İlgili anayasal değişiklik ile kamu görevlileri sendikaları açısından her ne kadar toplu sözleşme akdetme hakkı tanınmış olsa da, uyuşmazlık halinde KGHK’nun tek söz sahibi yapılması, memur sendikalarının üyelerinin menfaatlerini koruma ve geliştirme hakkı açısından konuyla ilgili Avrupa mutabakatının oldukça gerisinde, hakkın kullanımını tamamıyla işlevsizleştirebilecek bir müessesinin kabulü anlamına gelmektedir.Bir diğer ifadeyle, memur sendikalarını hali hazırda dezavantajlı olduğu devlete karşı, taleplerinin kabulü açısından hiçbir imkanla donatmamak, tesis edildiği söylenen hakkın ne derece etkin kullanılabileceği hususunda önemli bir göstergedir.
İşçi sendikalarını toplu iş sözleşmesi görüşmelerinin uyuşmazlıkla sonuçlanması halinde grev de dahil bir takım olanaklar ile donatmış iken kamu görevlilerini bu tür haklardan yoksun bırakmak, gerek Anayasa’nın 10. gerekse de Avrupa İnsan Hakları Sözleşmesi’nin 14.maddeleri tarafından garanti altına alınan benzer durumda olanların eşit muamele görme, ayrımcılığa tabi tutulmama haklarının ihlaline neden olabilecektir.
SONUÇ:
Yukarıda kısaca açıklanmaya çalışıldığı üzere 12 Eylül 2010 tarihli referandum ile değişen Anayasa’nın 53.maddesi ile her ne kadar kamu görevlileri lehine toplu sözleşme akdetme hakkı ihdas edilmiş olsa da, anayasal metindeki lafız ve kurgu dikkate alındığında adı geçen hakkın pek işlevsel olmayacağı, özellikle de uyuşmazlık halinde başvurulacak tek makam olarak tesis edilen, kararları kesin ve toplu sözleşme hükmünde olacak olan Kamu Görevlileri Hakem Kurulu’nun oluşum ve işleyişini de belirleyecek olan konuyla ilgili çıkarılacak yasanın ve sonraki uygulamanın can alıcı bir önem taşıyacağı rahatlıkla söylenebilir.

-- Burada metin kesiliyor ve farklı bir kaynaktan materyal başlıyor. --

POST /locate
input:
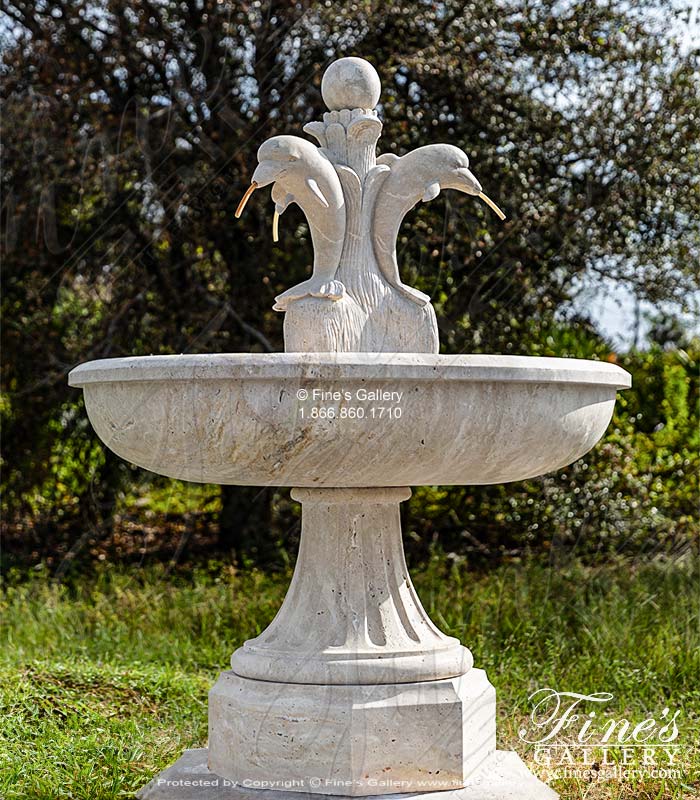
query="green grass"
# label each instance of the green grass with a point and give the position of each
(103, 681)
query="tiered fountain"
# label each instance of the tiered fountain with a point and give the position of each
(351, 690)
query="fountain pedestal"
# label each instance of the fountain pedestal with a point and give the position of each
(351, 690)
(352, 682)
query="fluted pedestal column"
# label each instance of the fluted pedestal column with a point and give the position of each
(351, 615)
(352, 681)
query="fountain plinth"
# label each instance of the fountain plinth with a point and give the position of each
(351, 690)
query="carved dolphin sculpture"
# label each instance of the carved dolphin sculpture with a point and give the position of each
(419, 175)
(302, 174)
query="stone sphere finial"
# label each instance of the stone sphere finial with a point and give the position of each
(350, 83)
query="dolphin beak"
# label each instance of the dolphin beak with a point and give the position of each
(267, 172)
(253, 186)
(467, 182)
(489, 202)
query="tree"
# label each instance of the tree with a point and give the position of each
(130, 130)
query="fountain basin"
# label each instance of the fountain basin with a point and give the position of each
(349, 419)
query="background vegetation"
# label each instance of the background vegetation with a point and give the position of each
(129, 134)
(103, 681)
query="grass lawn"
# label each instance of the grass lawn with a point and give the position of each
(104, 680)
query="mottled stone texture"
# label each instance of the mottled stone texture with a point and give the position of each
(358, 739)
(351, 690)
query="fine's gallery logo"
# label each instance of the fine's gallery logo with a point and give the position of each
(574, 733)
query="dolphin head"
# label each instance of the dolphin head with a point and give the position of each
(278, 157)
(455, 173)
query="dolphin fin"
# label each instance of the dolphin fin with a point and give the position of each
(387, 159)
(315, 189)
(432, 190)
(419, 298)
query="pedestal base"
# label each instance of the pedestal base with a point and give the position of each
(503, 776)
(356, 739)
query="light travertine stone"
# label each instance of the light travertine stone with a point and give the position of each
(357, 739)
(351, 615)
(503, 776)
(240, 419)
(351, 690)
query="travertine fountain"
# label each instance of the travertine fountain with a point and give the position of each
(351, 690)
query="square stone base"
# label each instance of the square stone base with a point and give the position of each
(355, 739)
(503, 776)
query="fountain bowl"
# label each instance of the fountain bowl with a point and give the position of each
(349, 419)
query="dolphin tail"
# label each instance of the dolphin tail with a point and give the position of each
(419, 298)
(313, 287)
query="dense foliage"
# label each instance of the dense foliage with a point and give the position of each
(129, 133)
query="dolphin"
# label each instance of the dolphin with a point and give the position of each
(419, 175)
(303, 174)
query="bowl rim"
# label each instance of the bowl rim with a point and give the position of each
(308, 367)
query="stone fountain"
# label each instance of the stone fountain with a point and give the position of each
(351, 690)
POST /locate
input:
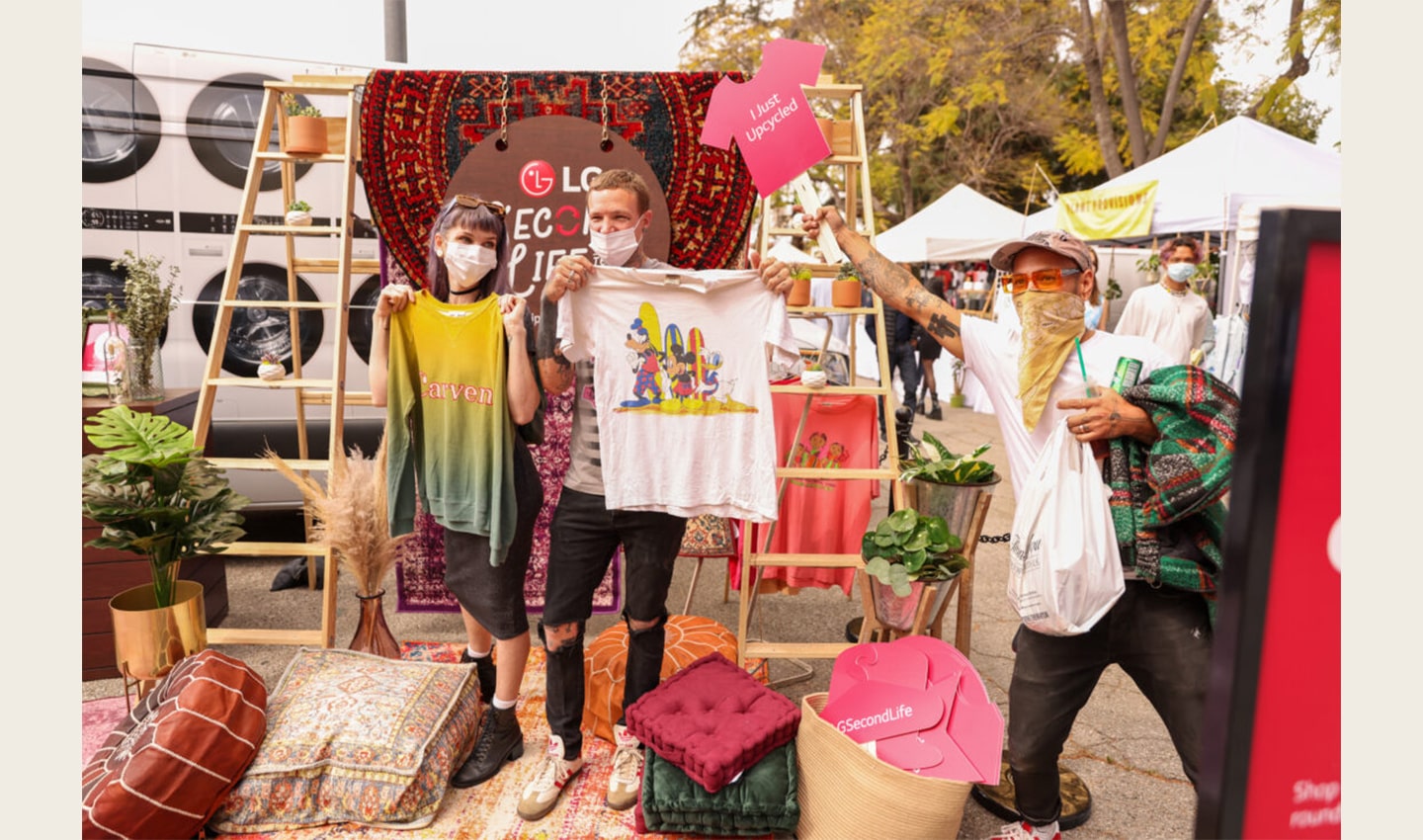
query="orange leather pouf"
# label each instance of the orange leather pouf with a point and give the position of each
(605, 664)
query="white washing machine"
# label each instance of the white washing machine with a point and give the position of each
(172, 170)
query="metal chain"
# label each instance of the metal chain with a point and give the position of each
(602, 117)
(504, 113)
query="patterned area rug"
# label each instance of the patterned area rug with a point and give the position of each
(420, 564)
(417, 126)
(484, 811)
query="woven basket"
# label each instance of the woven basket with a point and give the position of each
(846, 792)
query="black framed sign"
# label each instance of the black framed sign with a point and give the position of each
(1271, 762)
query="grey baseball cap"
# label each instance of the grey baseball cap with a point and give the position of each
(1050, 239)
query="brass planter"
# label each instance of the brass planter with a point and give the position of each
(149, 639)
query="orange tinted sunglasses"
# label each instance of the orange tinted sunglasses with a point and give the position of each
(477, 203)
(1045, 280)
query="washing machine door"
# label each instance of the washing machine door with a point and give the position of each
(361, 319)
(256, 332)
(120, 123)
(222, 126)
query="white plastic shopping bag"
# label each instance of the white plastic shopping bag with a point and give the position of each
(1064, 568)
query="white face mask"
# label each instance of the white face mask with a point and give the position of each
(468, 264)
(614, 248)
(1180, 271)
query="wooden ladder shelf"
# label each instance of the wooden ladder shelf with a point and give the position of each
(857, 210)
(306, 391)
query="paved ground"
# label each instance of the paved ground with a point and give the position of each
(1119, 745)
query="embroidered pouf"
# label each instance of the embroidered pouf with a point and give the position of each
(605, 664)
(168, 766)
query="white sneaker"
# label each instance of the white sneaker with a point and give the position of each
(541, 795)
(625, 782)
(1026, 830)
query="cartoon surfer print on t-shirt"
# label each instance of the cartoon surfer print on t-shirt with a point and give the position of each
(675, 374)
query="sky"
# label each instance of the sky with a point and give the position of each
(477, 35)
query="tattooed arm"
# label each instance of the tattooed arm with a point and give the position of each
(553, 369)
(895, 287)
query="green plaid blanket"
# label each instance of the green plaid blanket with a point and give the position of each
(1167, 498)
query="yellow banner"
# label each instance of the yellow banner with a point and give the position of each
(1113, 212)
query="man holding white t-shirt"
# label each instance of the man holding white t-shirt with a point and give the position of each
(1160, 630)
(585, 532)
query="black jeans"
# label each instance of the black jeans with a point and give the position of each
(582, 539)
(1160, 636)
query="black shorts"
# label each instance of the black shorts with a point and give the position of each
(494, 594)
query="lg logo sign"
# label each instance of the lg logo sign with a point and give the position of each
(537, 178)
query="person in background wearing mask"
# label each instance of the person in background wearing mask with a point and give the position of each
(1170, 312)
(1160, 630)
(585, 534)
(469, 461)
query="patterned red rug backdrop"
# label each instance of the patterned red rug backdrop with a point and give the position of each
(416, 129)
(419, 126)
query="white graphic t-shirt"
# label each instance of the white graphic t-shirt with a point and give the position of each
(681, 384)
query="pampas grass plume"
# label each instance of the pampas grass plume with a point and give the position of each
(350, 514)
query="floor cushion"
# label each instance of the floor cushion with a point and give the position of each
(713, 720)
(356, 737)
(170, 763)
(760, 801)
(605, 664)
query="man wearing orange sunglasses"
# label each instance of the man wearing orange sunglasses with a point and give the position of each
(1160, 629)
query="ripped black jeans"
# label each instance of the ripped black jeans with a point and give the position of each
(582, 540)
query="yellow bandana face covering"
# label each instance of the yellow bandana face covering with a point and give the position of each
(1050, 322)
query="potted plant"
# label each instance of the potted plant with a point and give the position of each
(271, 369)
(303, 132)
(148, 299)
(155, 496)
(904, 551)
(844, 293)
(800, 285)
(299, 213)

Avrupa İnsan Hakları Mahkemesi Büyük Dairesi, 12 Kasım 2008 tarihli Demir ve Baykara / Türkiye kararında, kamu görevlileri bağlamında toplu sözleşme hakkının Avrupa İnsan Hakları Sözleşmesi’nin 11.maddesi (Örgütlenme ve Toplanma Özgürlüğü) tarafından garanti alınan (toplanma ve örgütlenme özgülüğü) hakların kapsamı dahilinde olduğuna hükmetmiştir. Oldukça önemli olan bu karar ile memurların toplu sözleşme akdetme haklarının, AİHS’nin 11.maddesinin kapsamında olduğu açık bir şekilde kabul edilmiştir.
Avrupa İnsan Hakları Sözleşmesi’nin 13.maddesi ise, Sözleşme tarafından garanti altına alınan hakların ulusal hukukta etkin bir şekilde sağlanmasını ve korunmasını emretmektedir. Bir başka ifadeyle Sözleşme tarafından garanti altına alınan bir hak ve özgürlüğe ilişkin tesis edilen iç hukuk yolunun salt teoride bulunması yeterli değildir. Bu hakkın kullanım açısından da hakkın ve özgürlüğün özüne yakışır bir etkinliğinin sağlanması şarttır.19
Hal böyle olmakla birlikte elimizdeki veriler ışığında 12 Eylül 2010 tarihli referandum ile kamu görevlileri lehine ihdas edilen toplu sözleşme akdetme hakkının işlevsellik ve etkinlik açısından bir takım ciddi soru işaretleri ihtiva ettiği rahatlıkla söylenebilir. Kamu görevlilerinin toplu sözleşme akdetme hakkına dair mevcut olan bu soru işaretlerinin giderilmemesi durumunda adı geçen hak göstermelik olmaktan öteye gitmeyecektir. Bir başka ifadeyle mevcut durum ile Avrupa İnsan Hakları Sözleşmesi’nin 6.maddesinin 1.fıkrasıyla, 11. ve 13.maddeleri bağlamında yeni bir takım meselelerin ortaya çıkmasına mani olunamayacaktır.